それなのになんであんたはこんなに抵抗できるのか? ってね。でもそれは前だってそうだったろう。リセット前。その時の方がこいつらは滅茶苦茶だった。なにせシステムの外にいたんだ。だからこそ、レシア達姉妹はシステムの制限がなかった。
けど今は確かにレシアは強いが、それでもシステムの内側にいる。つまりは同じ土俵にいるんだ。前はそれこそ同じ土俵でもなかった。だからこそ、厳しかった。でも今は届くのは確実なんだから、諦める理由にはならないだろう。
レシアはそこら辺まだ分かってないのかもしれない。力の質? 的なものはかわったが、それでも実際十分に強くはあるからね。
カン! カン! カン! カン!
僕のフラングランとレシアの拳や脚がぶつかり合ってそんな音がなる。まるで硬質な何かとぶつかってるようで、拳とか脚とかとぶつかって出る音じゃない……と思うかもしれないが、実際レシアの拳や脚にはその鱗? みたいな硬質なものがひろがってる。
「でも、まだ私の方が有利だよ。だってその炎は私へは効かないしね」
確かに僕の炎の渦はレシアには全く効いてない。それは強がり……とかじゃなく本当みたいだ。まあそもそもがこれはレシアの炎だ。だからこそ、熱的なエネルギーではレシアには通用しない。
そもそもがきっとレシアは熱に対する完全耐性があるんだろう。だからそもそもが僕はレシアはこの刃で切るつもりだ。炎の渦を相殺した時点でこっちの炎も別に必要じゃなくなってた。なので、渦と共に手放して、フラングランの刀身をさらす。それで切ろうとしてるんだけど、想像以上にレシアは固い。それに眠そうであんまり動けなさそうだったレシアはバリバリの近接戦が出来る程になってるようだ。

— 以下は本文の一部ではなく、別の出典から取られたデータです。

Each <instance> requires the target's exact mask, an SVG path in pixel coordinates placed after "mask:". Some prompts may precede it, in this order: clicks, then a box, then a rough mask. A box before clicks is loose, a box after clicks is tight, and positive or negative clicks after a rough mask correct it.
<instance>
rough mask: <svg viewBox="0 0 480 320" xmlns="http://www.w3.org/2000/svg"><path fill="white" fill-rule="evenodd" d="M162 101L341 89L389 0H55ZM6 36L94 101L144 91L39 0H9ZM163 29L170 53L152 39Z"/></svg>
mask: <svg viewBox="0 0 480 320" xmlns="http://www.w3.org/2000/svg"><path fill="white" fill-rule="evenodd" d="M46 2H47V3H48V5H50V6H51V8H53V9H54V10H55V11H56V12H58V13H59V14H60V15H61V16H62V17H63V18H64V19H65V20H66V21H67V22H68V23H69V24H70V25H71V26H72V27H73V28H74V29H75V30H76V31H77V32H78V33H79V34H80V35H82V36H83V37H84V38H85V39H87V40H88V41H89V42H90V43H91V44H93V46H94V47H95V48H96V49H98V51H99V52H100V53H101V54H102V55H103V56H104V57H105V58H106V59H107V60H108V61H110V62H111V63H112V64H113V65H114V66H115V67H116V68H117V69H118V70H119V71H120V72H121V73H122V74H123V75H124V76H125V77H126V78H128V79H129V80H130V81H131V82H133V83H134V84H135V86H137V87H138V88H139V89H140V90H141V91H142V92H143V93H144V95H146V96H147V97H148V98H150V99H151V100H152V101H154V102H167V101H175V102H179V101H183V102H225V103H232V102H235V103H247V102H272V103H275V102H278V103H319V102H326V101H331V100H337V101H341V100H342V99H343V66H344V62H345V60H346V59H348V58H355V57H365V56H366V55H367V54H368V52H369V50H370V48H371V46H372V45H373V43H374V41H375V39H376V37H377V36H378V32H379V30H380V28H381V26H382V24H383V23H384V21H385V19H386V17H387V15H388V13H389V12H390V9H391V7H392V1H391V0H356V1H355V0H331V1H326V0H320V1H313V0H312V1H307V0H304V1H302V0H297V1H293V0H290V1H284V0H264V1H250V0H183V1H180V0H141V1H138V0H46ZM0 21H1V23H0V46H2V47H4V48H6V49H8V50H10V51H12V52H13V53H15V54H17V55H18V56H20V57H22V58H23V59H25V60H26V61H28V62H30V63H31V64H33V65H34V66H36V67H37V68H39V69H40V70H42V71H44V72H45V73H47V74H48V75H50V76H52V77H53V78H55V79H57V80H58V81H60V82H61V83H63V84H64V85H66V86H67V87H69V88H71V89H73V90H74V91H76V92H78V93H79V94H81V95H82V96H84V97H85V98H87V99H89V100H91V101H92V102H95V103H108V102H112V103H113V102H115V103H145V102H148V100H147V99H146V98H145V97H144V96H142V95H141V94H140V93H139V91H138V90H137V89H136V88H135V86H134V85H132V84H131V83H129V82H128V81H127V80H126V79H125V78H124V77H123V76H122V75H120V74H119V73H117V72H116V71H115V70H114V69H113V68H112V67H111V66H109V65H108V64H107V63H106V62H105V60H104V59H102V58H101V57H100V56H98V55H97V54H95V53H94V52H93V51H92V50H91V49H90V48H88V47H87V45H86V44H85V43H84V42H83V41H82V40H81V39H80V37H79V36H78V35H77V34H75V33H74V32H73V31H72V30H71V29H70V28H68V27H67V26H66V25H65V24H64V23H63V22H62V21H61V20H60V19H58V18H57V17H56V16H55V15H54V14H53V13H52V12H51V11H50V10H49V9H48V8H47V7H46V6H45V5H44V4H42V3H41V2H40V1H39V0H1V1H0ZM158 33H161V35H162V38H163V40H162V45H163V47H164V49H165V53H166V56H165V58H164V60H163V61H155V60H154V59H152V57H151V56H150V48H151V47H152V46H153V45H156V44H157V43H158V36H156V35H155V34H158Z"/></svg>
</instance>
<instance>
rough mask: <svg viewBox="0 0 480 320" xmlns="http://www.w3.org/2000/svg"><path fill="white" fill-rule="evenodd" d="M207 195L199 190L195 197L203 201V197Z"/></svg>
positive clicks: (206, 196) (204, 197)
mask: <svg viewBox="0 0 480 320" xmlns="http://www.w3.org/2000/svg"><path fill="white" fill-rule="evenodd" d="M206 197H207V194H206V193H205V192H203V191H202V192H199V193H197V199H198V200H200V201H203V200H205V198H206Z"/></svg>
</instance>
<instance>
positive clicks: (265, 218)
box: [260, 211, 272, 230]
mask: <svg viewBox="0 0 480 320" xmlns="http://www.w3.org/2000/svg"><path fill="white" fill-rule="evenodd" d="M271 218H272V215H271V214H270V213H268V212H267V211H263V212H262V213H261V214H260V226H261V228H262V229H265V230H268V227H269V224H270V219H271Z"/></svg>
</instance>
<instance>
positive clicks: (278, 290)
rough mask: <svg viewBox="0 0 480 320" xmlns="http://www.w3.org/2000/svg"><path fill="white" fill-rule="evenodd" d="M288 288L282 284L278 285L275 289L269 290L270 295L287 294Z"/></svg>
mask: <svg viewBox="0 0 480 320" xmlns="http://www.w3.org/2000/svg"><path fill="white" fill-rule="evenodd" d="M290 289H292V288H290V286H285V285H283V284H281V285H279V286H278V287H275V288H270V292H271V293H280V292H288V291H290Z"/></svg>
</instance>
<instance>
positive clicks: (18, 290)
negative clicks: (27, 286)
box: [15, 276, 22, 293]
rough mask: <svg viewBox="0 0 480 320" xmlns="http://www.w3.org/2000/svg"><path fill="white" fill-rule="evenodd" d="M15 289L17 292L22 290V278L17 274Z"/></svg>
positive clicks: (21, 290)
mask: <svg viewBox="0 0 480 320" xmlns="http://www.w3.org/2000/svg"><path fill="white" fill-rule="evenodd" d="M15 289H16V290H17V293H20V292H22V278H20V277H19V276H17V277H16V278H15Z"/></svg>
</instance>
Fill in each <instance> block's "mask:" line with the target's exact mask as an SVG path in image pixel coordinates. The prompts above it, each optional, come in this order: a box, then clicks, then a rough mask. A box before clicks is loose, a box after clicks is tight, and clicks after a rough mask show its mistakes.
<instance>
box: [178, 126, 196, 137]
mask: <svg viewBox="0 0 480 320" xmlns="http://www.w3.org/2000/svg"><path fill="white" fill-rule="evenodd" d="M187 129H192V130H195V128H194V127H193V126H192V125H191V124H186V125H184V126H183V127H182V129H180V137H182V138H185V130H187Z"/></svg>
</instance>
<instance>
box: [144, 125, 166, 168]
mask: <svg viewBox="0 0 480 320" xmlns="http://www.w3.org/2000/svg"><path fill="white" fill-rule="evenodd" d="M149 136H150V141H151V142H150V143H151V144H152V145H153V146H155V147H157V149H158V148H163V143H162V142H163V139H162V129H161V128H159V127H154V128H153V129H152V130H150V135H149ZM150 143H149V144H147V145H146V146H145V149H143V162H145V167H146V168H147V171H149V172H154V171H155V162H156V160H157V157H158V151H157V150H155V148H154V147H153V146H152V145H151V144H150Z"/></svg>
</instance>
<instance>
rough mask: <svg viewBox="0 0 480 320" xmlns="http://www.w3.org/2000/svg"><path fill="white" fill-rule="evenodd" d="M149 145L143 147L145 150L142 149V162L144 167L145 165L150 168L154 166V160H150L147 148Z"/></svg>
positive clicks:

僕の動きについてくる。てか普通に攻撃を繰り出してくる。その拳、脚、そして尻尾。油断してたら、その口から炎だってお構いなしに吐いてくる。
「なんで、お前がここで出てくる!?」
激しい攻防繰り広げながら、そんな言葉を紡ぐ。ちょっとでも意識を逸らそうというね。小賢しいやり方だ。でもしょうがない。一瞬の隙……それが出来るのなら、何だってするさ。
「だって私は月側だしね。一応? だから遊んでるだけ」
「あそんでる?」
「そうでしょ? 楽しい楽しいゲームなんだから」
やっぱりレシアは覚えてる。以前の事全て。なんでこいつはその記憶があるんだろうか? だってヒイラギは……
「そんなの……酷い!!」
――そんな風に声を上げたのは僕の背中に張り付いてるヒイラギだった。そしてそこでようやく、レシアはヒイラギの存在に気づいたようだ。